How to Perform CPU Profiling

  1. Slightly different from memory profiling, CPU testing must be triggered and loaded while the sample data collection is active.

  2. The following command will activate CPU profiling collection for 5 seconds. (although during testing it’s still collected for 30s)

    go tool pprof http://localhost:4000/debug/pprof/profile\\?second\\=5
    
  3. At the same time, perform load testing. You can use hey, jmeter or other load testing tools.

  4. The result will be like the following:

    top 10 cumulative memory

    In the data above, I checked custom middleware which turns out the slow process is in next.ServeHTTP, which is reasonable because of cumulative calculation (below that function the actual program will run, namely going to handler → service → repo).

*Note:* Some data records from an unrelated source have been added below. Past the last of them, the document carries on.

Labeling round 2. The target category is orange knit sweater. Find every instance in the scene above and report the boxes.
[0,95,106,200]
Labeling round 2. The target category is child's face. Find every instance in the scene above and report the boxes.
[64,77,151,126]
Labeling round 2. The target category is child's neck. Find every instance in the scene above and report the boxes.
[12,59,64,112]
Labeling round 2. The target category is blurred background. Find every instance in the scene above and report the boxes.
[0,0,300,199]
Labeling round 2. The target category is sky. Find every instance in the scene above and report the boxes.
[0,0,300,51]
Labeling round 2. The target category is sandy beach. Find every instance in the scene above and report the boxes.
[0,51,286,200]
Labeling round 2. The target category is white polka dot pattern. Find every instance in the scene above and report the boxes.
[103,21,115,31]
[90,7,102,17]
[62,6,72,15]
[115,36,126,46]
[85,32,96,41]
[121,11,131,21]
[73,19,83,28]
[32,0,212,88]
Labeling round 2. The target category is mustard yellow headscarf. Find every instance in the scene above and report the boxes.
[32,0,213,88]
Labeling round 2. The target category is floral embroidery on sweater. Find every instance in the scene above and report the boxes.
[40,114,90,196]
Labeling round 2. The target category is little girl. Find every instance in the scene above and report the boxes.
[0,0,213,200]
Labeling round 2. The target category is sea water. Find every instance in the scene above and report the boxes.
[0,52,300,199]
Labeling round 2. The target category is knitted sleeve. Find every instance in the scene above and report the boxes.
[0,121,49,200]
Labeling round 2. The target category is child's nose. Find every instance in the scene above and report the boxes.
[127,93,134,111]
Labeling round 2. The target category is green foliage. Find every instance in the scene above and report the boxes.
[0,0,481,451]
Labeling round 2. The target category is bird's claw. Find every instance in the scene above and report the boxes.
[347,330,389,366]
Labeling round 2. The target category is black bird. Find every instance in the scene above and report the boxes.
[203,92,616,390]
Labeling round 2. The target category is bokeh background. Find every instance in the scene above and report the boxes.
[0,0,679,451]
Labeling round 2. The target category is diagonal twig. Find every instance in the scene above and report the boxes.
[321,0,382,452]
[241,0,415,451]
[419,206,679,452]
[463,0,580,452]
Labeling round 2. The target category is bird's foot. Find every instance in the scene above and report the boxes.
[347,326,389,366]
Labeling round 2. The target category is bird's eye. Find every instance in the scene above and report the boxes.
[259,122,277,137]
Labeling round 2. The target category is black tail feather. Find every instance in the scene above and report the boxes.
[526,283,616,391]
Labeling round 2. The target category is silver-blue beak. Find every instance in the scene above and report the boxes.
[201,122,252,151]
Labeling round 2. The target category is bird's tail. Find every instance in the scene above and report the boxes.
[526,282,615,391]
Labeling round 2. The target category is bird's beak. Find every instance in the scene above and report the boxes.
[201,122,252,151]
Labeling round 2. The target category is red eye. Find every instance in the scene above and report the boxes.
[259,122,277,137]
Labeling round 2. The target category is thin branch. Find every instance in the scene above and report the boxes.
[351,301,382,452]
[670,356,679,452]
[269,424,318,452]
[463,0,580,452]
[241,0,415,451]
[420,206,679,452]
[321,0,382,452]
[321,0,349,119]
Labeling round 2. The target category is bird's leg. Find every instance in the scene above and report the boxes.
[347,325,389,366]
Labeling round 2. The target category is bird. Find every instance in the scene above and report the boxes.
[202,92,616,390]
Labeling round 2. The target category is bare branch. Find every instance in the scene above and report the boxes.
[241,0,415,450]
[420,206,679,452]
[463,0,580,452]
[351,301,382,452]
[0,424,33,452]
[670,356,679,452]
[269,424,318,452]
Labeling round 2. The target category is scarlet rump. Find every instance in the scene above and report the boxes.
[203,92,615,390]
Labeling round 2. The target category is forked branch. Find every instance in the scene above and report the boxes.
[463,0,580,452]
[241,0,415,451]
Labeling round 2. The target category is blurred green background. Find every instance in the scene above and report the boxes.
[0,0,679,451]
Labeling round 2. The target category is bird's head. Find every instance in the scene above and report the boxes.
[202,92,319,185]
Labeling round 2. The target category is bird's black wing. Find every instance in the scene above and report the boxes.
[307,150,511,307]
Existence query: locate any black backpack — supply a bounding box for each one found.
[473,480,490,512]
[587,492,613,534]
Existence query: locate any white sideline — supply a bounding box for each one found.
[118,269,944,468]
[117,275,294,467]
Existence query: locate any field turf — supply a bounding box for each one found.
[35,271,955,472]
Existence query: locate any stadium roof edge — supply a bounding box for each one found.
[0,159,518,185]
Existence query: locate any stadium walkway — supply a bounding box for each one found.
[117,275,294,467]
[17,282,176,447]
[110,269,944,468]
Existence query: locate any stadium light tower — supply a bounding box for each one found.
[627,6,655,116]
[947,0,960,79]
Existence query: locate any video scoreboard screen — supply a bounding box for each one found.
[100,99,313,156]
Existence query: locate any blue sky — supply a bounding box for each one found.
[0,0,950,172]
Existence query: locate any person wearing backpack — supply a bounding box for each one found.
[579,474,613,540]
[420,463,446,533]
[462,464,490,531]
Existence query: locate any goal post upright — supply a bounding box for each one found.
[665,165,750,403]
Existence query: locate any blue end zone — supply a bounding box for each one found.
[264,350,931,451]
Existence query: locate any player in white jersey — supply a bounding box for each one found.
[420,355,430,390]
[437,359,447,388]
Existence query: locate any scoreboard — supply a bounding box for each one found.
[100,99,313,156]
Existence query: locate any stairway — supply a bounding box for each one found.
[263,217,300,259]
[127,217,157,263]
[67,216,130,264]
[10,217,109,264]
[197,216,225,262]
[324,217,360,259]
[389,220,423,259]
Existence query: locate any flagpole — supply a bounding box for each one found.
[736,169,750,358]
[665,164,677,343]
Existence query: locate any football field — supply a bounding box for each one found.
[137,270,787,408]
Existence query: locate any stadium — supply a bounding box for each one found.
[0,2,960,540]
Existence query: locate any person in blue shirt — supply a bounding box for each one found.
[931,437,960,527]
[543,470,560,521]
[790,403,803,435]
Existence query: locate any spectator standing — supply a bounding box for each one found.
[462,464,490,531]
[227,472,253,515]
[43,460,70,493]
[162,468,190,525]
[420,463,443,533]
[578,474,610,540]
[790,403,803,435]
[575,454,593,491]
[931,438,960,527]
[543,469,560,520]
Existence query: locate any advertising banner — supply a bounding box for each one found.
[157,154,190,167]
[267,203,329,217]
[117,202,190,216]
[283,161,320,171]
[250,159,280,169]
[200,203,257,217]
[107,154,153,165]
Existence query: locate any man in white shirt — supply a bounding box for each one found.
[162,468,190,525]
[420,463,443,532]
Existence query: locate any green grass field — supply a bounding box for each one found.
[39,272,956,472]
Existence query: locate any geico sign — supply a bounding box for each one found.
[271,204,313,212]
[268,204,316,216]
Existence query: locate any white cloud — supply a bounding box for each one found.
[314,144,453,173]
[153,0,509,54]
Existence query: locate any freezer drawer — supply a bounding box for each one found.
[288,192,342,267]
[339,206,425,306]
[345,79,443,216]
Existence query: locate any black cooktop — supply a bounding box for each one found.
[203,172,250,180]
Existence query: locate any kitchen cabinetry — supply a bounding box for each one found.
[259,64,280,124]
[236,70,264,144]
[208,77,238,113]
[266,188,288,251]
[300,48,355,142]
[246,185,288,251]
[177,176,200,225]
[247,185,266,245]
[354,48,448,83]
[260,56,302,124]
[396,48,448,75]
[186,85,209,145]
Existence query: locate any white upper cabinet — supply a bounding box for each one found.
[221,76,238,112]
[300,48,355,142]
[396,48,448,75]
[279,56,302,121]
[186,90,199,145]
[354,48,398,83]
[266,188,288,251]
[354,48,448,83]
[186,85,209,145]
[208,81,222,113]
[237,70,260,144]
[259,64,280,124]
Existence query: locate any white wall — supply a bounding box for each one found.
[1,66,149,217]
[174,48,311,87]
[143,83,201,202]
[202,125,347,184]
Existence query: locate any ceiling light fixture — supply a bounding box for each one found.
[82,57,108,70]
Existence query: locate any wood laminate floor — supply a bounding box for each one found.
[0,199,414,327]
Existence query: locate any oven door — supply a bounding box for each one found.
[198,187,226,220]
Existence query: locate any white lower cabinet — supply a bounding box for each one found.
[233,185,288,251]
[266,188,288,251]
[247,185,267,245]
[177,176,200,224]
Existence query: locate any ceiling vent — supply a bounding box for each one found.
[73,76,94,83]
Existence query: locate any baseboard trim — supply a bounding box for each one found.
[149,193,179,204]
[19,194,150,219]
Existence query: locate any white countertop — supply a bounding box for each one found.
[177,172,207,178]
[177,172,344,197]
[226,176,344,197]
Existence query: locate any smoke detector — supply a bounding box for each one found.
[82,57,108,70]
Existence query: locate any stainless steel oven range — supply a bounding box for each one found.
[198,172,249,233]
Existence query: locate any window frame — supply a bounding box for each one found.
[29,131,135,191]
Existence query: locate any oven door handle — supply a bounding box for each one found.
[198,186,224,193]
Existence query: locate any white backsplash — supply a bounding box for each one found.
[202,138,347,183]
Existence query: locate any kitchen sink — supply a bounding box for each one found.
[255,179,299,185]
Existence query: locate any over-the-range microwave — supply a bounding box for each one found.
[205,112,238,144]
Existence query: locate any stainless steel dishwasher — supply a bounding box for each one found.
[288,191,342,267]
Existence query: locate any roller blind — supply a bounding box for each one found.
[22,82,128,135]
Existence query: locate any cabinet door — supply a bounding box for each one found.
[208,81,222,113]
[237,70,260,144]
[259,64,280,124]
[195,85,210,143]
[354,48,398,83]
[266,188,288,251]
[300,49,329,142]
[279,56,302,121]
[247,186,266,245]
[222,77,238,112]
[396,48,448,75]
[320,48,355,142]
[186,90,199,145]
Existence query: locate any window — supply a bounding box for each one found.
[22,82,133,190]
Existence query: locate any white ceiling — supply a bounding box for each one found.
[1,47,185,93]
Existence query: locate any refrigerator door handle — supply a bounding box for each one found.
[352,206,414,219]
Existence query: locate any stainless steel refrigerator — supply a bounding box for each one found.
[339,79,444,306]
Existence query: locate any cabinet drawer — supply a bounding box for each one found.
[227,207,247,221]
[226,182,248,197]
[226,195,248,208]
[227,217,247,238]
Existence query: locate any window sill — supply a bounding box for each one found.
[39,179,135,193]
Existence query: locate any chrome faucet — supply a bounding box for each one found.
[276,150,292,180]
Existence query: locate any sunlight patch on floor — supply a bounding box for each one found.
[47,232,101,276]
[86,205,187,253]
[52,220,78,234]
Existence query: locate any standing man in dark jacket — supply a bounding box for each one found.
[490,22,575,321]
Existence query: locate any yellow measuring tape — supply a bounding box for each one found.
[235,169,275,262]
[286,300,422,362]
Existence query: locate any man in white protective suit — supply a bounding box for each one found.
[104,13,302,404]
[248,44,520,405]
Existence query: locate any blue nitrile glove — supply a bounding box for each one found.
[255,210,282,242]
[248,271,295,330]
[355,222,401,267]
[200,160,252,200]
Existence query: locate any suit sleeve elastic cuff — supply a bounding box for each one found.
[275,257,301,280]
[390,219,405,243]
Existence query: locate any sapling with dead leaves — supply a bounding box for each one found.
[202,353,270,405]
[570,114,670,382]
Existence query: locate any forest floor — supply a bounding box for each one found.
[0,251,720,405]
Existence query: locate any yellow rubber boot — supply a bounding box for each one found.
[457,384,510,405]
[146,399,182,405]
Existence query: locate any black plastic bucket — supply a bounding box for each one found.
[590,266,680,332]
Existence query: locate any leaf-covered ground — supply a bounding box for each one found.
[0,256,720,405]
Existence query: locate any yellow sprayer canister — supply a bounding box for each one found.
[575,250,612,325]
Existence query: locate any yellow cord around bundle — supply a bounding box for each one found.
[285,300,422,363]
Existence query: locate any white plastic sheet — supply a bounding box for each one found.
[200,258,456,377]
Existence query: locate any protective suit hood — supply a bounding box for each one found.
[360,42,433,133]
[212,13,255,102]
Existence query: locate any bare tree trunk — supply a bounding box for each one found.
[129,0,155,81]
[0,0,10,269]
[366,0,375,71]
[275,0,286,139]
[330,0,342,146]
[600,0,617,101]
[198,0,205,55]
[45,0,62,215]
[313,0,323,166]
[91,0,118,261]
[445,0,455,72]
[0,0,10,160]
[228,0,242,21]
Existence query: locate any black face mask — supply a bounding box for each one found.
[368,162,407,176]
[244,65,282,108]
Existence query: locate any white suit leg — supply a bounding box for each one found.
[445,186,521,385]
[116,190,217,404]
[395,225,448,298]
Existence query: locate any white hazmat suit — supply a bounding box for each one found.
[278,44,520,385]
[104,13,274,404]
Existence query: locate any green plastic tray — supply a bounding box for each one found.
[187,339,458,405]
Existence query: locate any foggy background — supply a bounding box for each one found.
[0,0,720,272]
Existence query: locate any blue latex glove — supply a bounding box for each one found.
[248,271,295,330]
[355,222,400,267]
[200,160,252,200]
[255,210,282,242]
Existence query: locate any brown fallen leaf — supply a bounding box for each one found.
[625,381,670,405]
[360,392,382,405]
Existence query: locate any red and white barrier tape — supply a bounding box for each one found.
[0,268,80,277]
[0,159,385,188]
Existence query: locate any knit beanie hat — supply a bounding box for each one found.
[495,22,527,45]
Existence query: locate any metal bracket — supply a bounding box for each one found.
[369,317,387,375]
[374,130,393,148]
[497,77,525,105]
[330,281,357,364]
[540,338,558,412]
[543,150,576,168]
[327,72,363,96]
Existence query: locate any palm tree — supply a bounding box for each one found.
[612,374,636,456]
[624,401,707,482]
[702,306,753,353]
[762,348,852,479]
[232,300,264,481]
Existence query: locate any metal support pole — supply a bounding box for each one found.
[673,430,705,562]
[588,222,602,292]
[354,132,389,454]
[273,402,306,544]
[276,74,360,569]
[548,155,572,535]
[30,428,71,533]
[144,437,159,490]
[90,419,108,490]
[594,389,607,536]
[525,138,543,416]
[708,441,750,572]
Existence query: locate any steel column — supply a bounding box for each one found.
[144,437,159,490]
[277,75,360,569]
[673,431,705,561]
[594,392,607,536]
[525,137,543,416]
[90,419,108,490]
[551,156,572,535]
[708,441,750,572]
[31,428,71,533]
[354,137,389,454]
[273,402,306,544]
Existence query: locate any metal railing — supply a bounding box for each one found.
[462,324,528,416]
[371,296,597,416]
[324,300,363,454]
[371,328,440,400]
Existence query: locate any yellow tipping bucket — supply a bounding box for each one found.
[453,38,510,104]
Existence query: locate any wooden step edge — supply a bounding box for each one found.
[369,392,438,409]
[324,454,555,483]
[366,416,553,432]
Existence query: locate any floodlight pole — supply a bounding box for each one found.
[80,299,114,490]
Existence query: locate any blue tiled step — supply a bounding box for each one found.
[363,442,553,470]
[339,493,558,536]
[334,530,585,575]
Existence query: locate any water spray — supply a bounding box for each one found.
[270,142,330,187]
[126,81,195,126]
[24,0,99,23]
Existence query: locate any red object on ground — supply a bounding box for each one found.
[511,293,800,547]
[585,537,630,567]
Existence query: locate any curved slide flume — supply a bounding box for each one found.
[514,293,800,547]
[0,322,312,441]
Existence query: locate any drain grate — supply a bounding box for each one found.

  5. Sample image when executing png command:

    output png

    Garbage Collector

    Performance analysis can also be seen from the number of Garbage Collector (GC) Cycles that run and also memory allocation after and before GC. Many GC Cycles running can be a sign of non-optimal memory allocation usage, although not always. Here’s how:

    1. Run the program with the following command:

      # Build our program first
      go build ./app/api
      
      # Command to run the program but only display gc logs
      GODEBUG=gctrace=1 ./api > /dev/null
      

      The log printed on the terminal is like this:

      gc 1 @0.005s 3%: 0.007+1.6+0.028 ms clock, 0.063+0.12/1.2/0.25+0.22 ms cpu, 3->4->1 MB, 4 MB goal, 0 MB stacks, 0 MB globals, 8 P
      gc 2 @0.010s 3%: 0.024+0.96+0.002 ms clock, 0.19+0/1.2/0.34+0.022 ms cpu, 3->3->2 MB, 4 MB goal, 0 MB stacks, 0 MB globals, 8 P
      gc 3 @0.014s 3%: 0.087+1.4+0.005 ms clock, 0.70+0/1.0/1.8+0.044 ms cpu, 5->5->5 MB, 5 MB goal, 0 MB stacks, 0 MB globals, 8 P
      gc 4 @0.061s 1%: 0.090+1.0+0.019 ms clock, 0.72+0.082/1.4/0+0.15 ms cpu, 11->11->10 MB, 12 MB goal, 0 MB stacks, 0 MB globals, 8 P
      
    2. How to Read logs:

      • gc 4 means during the process lifetime, GC has run 4 times.
      • 11->11->10 shows heap size before GC, after GC, and heap size still alive after GC in MB (Megabytes).
      • 0.090+1.0+0.019 ms clock shows time spent in milliseconds (ms) for three main GC phases:
        • 0.090 ms for mark.
        • 1.0 ms for sweep.
        • 0.019 ms for stop-the-world (STW) time.
      • 0.72+0.082/1.4/0+0.15 ms cpu shows CPU usage in milliseconds (ms) during GC phases.
      • 3->4->1 MB shows heap size before GC, after GC, and heap size still alive after GC in MB.
      • 4 MB goal is the target heap size.
      • 0 MB stacks, 0 MB globals show memory used by stacks and global variables.
      • 8 P shows the number of processors (goroutine scheduler threads) used.
    3. GC performance analysis:

      • When the program runs, test using hey or similar tool, for example with 10,000 requests and see how many GC are generated.
      • Record request per second for comparison
      • Run profiling like before.
      go tool pprof http://localhost:4000/debug/pprof/alloc
      # find which uses the most memory
      top 40 -cum
      list <name_func>
      
    4. Heap analysis:

      • See if heap remains small or grows, if it grows then there’s likely a memory leak.
      • After making changes (if any) test again from step 1 and compare the number of GC Cycles.
    5. Performance Comparison:

      • Ensure memory usage is efficient by looking at the number of GC cycles that occur, heap allocation before and after GC cycles, as well as GC time and stop-the-world (STW) time.
      • The goal is performance improvement that can be proven by comparison with previous code. This can be done by comparing request per second.

    How Do We Know Our Changed Code Becomes Better?

    • Perform profiling like above and compare the results.

    • Use tools like hey for load testing and compare the output, for example request per second. Record results before and after changes.

      hey example for load test
    • Look at Garbage Collector performance when load testing is performed.

    This article outlines important steps for profiling in Golang, from preparation, code modification, to analyzing profiling results to optimize application performance.